Please feel free to comment, criticism welcomed

----------


## sjsuismylife

double post

----------


## Dinkleberry2010

I really liked this story up to the end--it is well-written and imaginative and original, but I was left confused by the ending. The last sentence lost me. I don't understand it at all.

----------


## sjsuismylife

Thanks for the post. I know that sometimes I write ambiguously, and the ending to this story fits in with that style. Earlier in the story, I described how Peter wrote songs in his mind, but was unable to express them, or "get them out of his head", because he wasn't a good enough guitar player or singer. 

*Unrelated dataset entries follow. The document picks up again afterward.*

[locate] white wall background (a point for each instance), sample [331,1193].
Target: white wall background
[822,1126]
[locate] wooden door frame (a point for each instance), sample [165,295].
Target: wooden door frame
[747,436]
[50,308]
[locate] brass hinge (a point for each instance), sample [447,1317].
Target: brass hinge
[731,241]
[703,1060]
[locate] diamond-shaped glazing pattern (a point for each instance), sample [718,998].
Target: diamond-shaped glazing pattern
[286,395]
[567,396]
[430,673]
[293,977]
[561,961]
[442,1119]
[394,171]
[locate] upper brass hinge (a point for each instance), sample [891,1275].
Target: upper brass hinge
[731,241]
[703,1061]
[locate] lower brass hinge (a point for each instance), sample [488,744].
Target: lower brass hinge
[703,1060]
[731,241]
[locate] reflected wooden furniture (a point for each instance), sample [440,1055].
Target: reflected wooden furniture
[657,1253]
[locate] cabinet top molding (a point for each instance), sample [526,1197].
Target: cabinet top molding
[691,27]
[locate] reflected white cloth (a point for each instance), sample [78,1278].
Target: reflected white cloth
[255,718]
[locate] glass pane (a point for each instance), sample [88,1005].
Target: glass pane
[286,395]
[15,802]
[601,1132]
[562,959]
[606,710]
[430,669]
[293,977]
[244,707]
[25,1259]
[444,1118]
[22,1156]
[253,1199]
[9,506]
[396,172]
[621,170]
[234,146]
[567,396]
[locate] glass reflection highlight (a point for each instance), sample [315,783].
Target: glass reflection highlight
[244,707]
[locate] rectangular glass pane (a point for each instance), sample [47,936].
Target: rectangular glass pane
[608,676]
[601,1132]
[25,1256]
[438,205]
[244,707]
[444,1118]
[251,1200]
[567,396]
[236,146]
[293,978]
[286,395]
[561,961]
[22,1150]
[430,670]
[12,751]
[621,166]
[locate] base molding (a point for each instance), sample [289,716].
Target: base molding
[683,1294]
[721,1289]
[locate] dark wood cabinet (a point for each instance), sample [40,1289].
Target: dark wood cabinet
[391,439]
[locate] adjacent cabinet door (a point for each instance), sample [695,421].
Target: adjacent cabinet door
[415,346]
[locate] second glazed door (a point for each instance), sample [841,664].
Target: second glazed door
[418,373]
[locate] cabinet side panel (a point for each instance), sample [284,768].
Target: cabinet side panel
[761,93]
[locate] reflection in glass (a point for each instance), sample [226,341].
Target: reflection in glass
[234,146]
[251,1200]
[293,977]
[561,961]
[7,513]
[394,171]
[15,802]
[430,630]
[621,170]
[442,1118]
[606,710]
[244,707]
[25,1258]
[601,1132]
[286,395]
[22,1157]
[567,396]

He wanted to be able to play the song he had been writing for Cynthia, to Cynthia. When he realized at the end of the story that he began to be able to control his new curse/ability, he used that ability to play Cynthia's song for her, the song that had been previously locked inside his head. I want to be able to imply certain things as a writer without coming right out and saying them, but apparently I need more practice. It does help having an outside opinion such as yours, because I am oblivious to the fact that I can sometimes be vague, such as with the case of this ending. 

Glad you liked it and commented.

----------


## Dinkleberry2010

Thank you, sjsuismylife, for clearing up the thing about Cynthia. It clarified the last line for me and made me understand.

----------